The photos today are related - no prizes to work it out.
The mongolian man might have a russian heritage rather than canadian.
All good up here and the desert is greening up to the grassland the tourist books say it is suposed to be. Early morning wild onion gatherers are reported to get about 20 cents a half kilo - and the local meat is supposed to be of special flavour because the animals graze on these same onions - green leaves like a chive.
Got some plotting homework to do tonight so catch you later
Al
Wednesday, July 05, 2006

4 july 2006
After 3 days I am just starting to get the hang of this drill logging of rocks i have never seen before (because they are chinese and talk funny). Hot and the feet are tired - but i have worked out how to get a good lunch - there is always so much left over from the round table from the night before that i get a doggie bag made up and it appears from the kitchens fridge wrapped with napkins and chopsticks - bingo.
Today was going to be a challenge with 3 new recruits to a local contractor coming in to start sampling drill core - it started with them digging a big hole in the middle of the courtyard to take the cuttings from the 2 brand new diamond saws that have yet to turn. I got them moving the mother core boxes around and that was a great relief - especially at it comes in from the field in
3 wheel trucks that sound like a diesel motor scooter (vespa) that has to be hand cranked to start - I worry about their centre of gravity and steering capability especially coming downhill on a dirt road with a ton of rock in behind. It will be time intensive to teach them how to do the job required, to properly cut the core and sample the broken rocks representatively - I haven't even gone to the stage of what happens then, as the assays are done somewhere between here and Beijing.

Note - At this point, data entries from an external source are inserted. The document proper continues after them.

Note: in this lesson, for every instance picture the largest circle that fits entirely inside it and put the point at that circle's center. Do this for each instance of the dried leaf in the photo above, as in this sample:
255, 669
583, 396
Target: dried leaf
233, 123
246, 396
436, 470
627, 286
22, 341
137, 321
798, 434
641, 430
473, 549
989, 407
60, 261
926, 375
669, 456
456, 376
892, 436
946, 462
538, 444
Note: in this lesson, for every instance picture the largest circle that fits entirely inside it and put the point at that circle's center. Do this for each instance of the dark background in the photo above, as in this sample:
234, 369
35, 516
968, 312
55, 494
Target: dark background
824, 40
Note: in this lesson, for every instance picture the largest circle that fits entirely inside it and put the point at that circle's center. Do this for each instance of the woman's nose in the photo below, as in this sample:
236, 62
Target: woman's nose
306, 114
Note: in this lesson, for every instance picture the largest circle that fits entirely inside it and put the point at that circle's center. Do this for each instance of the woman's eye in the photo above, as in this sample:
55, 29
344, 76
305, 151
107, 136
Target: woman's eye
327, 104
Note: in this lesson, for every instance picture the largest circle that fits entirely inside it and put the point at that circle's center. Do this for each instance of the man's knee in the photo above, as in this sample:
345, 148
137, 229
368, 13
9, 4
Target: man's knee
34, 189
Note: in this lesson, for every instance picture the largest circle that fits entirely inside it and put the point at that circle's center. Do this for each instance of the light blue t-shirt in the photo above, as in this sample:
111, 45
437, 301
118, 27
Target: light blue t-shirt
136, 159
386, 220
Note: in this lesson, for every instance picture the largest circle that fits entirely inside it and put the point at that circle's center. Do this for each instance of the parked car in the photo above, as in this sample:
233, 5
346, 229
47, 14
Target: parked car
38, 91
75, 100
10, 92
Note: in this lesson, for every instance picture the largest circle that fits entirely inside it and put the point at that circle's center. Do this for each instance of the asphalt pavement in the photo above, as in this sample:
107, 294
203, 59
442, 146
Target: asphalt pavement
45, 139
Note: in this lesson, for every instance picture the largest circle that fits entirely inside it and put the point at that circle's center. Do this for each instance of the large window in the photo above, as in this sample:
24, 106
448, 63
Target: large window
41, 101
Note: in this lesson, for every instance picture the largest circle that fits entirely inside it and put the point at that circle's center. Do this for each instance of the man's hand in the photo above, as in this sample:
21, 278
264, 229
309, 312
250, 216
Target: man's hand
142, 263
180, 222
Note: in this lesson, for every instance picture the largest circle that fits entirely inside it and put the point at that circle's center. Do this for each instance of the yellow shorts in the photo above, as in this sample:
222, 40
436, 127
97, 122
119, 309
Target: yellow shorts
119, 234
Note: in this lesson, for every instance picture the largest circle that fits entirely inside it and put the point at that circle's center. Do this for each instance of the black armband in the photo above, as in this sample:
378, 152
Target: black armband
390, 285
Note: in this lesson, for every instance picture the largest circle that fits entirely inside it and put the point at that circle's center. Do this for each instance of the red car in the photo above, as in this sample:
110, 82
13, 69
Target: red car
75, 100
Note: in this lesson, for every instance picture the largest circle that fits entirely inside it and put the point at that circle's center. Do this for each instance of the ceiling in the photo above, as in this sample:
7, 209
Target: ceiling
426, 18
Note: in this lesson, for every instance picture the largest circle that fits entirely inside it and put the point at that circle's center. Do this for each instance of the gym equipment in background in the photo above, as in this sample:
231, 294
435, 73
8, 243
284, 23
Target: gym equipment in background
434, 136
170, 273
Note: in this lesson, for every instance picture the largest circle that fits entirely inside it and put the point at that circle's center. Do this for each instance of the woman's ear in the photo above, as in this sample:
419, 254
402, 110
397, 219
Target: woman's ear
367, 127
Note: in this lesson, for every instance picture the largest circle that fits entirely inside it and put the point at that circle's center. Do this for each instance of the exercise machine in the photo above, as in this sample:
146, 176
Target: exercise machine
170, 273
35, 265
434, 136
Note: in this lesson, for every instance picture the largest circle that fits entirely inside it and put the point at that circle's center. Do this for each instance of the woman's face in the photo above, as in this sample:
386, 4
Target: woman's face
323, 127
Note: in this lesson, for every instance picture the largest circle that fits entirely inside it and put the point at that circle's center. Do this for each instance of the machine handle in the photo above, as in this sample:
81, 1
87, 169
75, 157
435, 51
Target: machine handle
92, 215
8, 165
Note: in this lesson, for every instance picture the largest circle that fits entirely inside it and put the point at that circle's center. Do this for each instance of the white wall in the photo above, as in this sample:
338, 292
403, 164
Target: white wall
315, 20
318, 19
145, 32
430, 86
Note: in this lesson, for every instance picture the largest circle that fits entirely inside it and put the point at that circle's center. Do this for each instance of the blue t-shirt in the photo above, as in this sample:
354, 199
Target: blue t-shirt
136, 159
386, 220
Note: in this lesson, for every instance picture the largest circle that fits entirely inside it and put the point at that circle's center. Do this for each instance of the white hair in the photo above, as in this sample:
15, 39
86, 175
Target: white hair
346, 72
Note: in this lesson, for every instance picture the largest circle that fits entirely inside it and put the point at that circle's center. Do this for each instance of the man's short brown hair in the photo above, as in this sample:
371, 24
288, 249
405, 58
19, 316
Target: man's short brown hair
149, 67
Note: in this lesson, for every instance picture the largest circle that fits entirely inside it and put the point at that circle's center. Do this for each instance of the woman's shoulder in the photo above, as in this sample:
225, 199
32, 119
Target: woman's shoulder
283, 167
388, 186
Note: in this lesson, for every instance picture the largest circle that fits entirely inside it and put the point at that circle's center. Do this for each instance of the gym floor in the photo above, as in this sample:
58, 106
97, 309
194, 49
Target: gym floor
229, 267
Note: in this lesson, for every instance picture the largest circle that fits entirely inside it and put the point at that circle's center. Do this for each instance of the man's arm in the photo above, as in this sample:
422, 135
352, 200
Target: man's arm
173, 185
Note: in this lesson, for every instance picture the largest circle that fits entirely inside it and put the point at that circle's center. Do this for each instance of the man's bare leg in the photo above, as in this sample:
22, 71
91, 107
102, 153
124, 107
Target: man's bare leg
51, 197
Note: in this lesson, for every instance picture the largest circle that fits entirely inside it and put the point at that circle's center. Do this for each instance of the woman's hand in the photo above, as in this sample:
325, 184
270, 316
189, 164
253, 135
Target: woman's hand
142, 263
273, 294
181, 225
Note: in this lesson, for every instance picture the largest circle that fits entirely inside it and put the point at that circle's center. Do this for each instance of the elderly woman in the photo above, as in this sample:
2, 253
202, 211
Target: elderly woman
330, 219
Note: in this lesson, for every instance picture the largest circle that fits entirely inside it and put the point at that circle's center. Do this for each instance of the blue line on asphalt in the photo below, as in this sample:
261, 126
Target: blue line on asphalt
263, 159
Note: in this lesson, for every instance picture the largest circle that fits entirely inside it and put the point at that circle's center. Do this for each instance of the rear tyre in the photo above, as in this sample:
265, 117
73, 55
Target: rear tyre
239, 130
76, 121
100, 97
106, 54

The place was a hive of activity today since it seems we share the space with a couple of cashmere dealers - trucks, cars, bikes all bringing in wool to bargin, weigh, and dump in a huge pile for hand sorting in the half dark - hope they get paid well but i guess not. Someone mentioned that Inner Mongolia producers 40% of the world's cashmere ?
Probably the biggest breakthrough today however was the shower - I learned you have to run it for half an hour before the heat starts to seep in - and it worked - so first shower in a week. Now figure this: we are in a desert where there has been a drought for the last 4 years - and it is OK to run a shower for half an hour. I think we are sitting on a very good artesian bore.